Milk production is known to be a stress factor (Aytu et al., 1990; Damassa et al., 1990). which may probably explain why positive swab samples of pregnant and non pregnant lactating ewes are higher than non lactating ones. Moreover, subsequent (previous) lambing has been shown to increase the chances of infection (Gross et al., 1978).
In our investigation 26 herds were sampled with 20 positives, that means 77% of sheep herds in this region have at least one ewes infected by M. agalactiae that may cause clinical contagious agalactiae and rapidly infect most of ewes in that herd.
The predominance of Mycoplasma agalactiae in sheep flocks of this province
in present study corroborates the observations of Martin et al. (2001).
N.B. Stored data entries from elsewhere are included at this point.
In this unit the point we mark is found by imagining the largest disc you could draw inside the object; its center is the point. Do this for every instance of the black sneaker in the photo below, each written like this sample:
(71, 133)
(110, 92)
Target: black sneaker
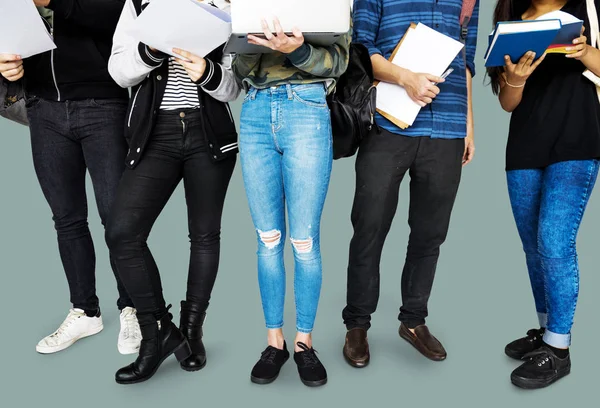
(519, 348)
(312, 373)
(541, 369)
(267, 369)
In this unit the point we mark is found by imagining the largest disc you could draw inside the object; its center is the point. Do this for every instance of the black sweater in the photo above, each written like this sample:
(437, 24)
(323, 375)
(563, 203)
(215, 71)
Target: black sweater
(78, 68)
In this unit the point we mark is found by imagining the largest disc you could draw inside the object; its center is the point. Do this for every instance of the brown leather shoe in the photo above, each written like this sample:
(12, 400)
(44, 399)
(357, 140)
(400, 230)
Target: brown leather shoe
(356, 348)
(424, 341)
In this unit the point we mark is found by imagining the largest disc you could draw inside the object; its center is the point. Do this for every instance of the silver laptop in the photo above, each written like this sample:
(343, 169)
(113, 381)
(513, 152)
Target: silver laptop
(323, 22)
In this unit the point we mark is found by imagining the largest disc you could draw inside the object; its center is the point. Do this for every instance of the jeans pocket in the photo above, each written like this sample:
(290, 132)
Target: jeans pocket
(109, 103)
(314, 96)
(32, 102)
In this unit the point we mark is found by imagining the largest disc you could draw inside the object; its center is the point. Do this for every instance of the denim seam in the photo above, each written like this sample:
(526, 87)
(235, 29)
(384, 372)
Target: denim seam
(304, 331)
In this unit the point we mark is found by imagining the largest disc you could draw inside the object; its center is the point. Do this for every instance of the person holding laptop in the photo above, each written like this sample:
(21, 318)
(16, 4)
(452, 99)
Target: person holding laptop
(432, 151)
(179, 127)
(551, 168)
(286, 155)
(76, 114)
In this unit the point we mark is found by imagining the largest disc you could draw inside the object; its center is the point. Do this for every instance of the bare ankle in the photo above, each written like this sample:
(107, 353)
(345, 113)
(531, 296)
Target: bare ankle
(275, 338)
(305, 338)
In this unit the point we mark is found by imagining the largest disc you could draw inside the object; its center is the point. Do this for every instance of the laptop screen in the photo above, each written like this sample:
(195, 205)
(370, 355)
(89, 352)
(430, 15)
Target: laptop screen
(310, 16)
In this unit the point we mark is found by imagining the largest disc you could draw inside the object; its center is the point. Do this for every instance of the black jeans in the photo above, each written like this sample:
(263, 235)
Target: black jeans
(177, 150)
(68, 139)
(435, 167)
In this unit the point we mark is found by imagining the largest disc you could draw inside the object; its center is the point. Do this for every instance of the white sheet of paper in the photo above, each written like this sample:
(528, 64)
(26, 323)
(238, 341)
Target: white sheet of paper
(22, 30)
(185, 24)
(424, 50)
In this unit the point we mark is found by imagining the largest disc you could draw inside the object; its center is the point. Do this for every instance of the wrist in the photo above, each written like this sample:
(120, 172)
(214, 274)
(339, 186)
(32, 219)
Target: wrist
(515, 82)
(402, 76)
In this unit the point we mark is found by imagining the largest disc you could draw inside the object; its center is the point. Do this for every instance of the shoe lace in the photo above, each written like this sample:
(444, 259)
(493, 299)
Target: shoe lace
(309, 355)
(69, 320)
(268, 356)
(131, 326)
(533, 335)
(540, 357)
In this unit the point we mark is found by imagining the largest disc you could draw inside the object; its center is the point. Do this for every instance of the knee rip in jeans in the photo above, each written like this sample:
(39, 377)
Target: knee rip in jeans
(303, 246)
(271, 239)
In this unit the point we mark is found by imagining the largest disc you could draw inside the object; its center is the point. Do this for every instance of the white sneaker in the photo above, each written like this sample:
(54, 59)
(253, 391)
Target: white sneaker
(76, 326)
(130, 335)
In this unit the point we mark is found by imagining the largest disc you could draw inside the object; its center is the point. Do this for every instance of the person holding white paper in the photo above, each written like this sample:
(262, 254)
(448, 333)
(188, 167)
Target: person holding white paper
(76, 114)
(552, 164)
(179, 127)
(286, 154)
(432, 151)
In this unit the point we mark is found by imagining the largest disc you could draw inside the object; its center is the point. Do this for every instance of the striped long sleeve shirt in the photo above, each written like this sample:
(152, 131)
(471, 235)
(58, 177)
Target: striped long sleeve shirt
(381, 24)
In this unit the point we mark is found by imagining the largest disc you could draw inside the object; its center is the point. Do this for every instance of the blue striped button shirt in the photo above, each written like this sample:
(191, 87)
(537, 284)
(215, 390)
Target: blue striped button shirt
(381, 24)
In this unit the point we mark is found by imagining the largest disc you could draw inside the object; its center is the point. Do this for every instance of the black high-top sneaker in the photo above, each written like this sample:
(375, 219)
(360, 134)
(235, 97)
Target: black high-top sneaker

These authors have reported at least one positive animal was detected in 89.4%
of the herds.
| Table 1: | Distribution of Mycoplasma agalactiae in conjunctival and milk samples, age groups and districts of Chahar Mahal Province |
| Table 2: | Distribution of Mycoplasma agalactiae in conjunctival and milk samples of pregnant groups of ewes in Chahar Mahal Province |
It further shows that the total prevalence of 19.8% carriers in ewes of the province may suggest evidence of previous or recent infection. The results of our study confirmed that Chahar Mahal herds have currently about 20% infection rate for contagious agalactiae of sheep and at the same time, provided the first information on the presence of M. agalactiae, a pathogen causing contagious agalactiae of sheep and goats, in West central, Iran.